Real Outage: A CDN Edge Collapse
A single VCL config touched every edge node at once. 51 minutes of cascading failures, a rollback that didn’t actually roll back, and the staged-config rule that prevents it happening again.
Timeline
Anonymised composite of the global-VCL-push pattern at large CDN providers. Times in UTC.
10:47, A customer ships a self-service config change adding a new request-routing rule. The change passes the customer-facing validator. It’s pushed to all edge POPs in 38 seconds.
10:48, The new VCL contains a regex with catastrophic backtracking on certain user-agent strings. Edge nodes start spending 600ms+ per request in regex evaluation. CPU saturates within 90 seconds across the global fleet.
10:50, Origin-shielding requests start timing out. Customer error rates climb from 0.04% to 18%. Edge response latency p99 goes from 80ms to 12 seconds.
10:53, First page. Detection: 6 minutes. The synthetic-monitor that should have caught this in 30 seconds was running on a sample size that didn’t include the affected user-agent pattern.
11:01, On-call identifies the customer config push as the trigger. Issues a rollback command via the control plane.
11:04, Rollback “completes” according to the control plane. Edge nodes are still saturated. Investigation reveals the rollback updated the source-of-truth but the pushed-config sync interval is 5 minutes.
11:09, Force-sync triggered manually. Edge nodes load previous config; CPU drops within 20 seconds.
11:38, Recovery confirmed across all POPs. The long tail was edges in three Asian regions where the force-sync took longer due to the control-plane being primarily US-East. Total customer-impact: 51 minutes.
The detection lag
Six minutes from push to alert. The detection failure was specifically about coverage: synthetic monitors hit ~150 URLs across ~12 user-agent strings, and the regex-backtracking bug only triggered on a long User-Agent header pattern that wasn’t in the synthetic set. The monitors stayed green while real customer traffic was burning.
The deeper failure: there was no fleet-wide CPU alarm with the right threshold. CPU was monitored per-edge, alarmed at 95% sustained for 5 minutes. The actual saturation was 88-92% across most edges, just below the threshold, and the per-edge alarm was tuned for noisy nodes rather than fleet-wide pattern recognition.

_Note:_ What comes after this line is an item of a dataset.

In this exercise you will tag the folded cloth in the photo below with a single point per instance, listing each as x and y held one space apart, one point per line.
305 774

What would have caught it: a fleet aggregate alarm on “p99 edge response latency > 500ms across more than 30% of POPs simultaneously”. That signature is only ever a global-config issue or a network event, both of which need a 30-second response.
The cascade
Three layers. Layer one: the regex itself. A pathological pattern that took 600ms-2s per request to evaluate. Single-CPU bound, no way to optimise around it.

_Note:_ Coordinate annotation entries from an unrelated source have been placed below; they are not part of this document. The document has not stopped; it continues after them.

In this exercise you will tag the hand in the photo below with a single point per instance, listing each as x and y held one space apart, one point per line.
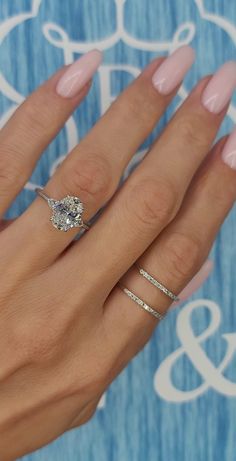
66 327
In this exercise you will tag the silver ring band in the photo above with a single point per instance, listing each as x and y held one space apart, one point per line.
141 303
66 212
157 284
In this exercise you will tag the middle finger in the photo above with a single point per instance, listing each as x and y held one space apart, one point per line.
93 169
152 195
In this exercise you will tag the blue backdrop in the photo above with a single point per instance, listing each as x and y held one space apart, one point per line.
164 406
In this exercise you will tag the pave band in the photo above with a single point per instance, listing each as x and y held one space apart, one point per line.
157 284
141 303
66 213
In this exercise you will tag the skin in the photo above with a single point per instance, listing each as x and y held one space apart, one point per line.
66 328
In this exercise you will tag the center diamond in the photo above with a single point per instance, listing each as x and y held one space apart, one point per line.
67 213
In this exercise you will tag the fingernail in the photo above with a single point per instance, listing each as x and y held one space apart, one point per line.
220 88
195 283
78 74
172 71
229 151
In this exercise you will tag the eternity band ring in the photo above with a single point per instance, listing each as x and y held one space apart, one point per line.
66 213
140 302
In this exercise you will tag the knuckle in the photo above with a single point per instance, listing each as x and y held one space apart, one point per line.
151 202
91 175
183 255
189 128
9 170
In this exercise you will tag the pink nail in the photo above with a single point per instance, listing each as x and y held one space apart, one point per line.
229 151
220 88
78 74
195 283
172 71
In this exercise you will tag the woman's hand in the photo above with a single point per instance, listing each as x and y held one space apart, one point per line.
66 327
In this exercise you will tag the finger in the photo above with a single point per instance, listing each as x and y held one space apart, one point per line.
93 169
153 194
34 124
178 253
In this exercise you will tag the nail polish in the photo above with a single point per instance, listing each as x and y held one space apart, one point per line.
229 151
78 74
220 88
172 71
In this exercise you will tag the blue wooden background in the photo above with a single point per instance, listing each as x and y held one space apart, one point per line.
134 421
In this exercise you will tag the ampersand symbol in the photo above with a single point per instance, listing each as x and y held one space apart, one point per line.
212 376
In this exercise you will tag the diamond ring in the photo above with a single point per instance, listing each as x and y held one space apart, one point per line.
66 213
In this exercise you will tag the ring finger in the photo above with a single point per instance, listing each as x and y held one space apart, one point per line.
93 169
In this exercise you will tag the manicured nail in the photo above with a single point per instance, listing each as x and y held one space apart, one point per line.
78 74
172 71
220 88
229 151
195 283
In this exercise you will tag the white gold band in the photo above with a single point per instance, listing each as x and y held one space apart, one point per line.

Layer two: the request queue. Edge nodes had a default request queue of 1,000 in-flight before shedding. With each request taking 600ms instead of 80ms, the queue filled in seconds. Once full, the edge started returning 503s on the queue overflow path, even for requests that would have hit cache and returned in 5ms. Healthy traffic was rejected because of the saturation.
Layer three: customer retries. Mobile clients with aggressive retry logic saw the 503 wave and re-requested with no backoff. Effective request rate doubled within 90 seconds. The CDN was now both slower (regex) and seeing more traffic (retries) at the same time.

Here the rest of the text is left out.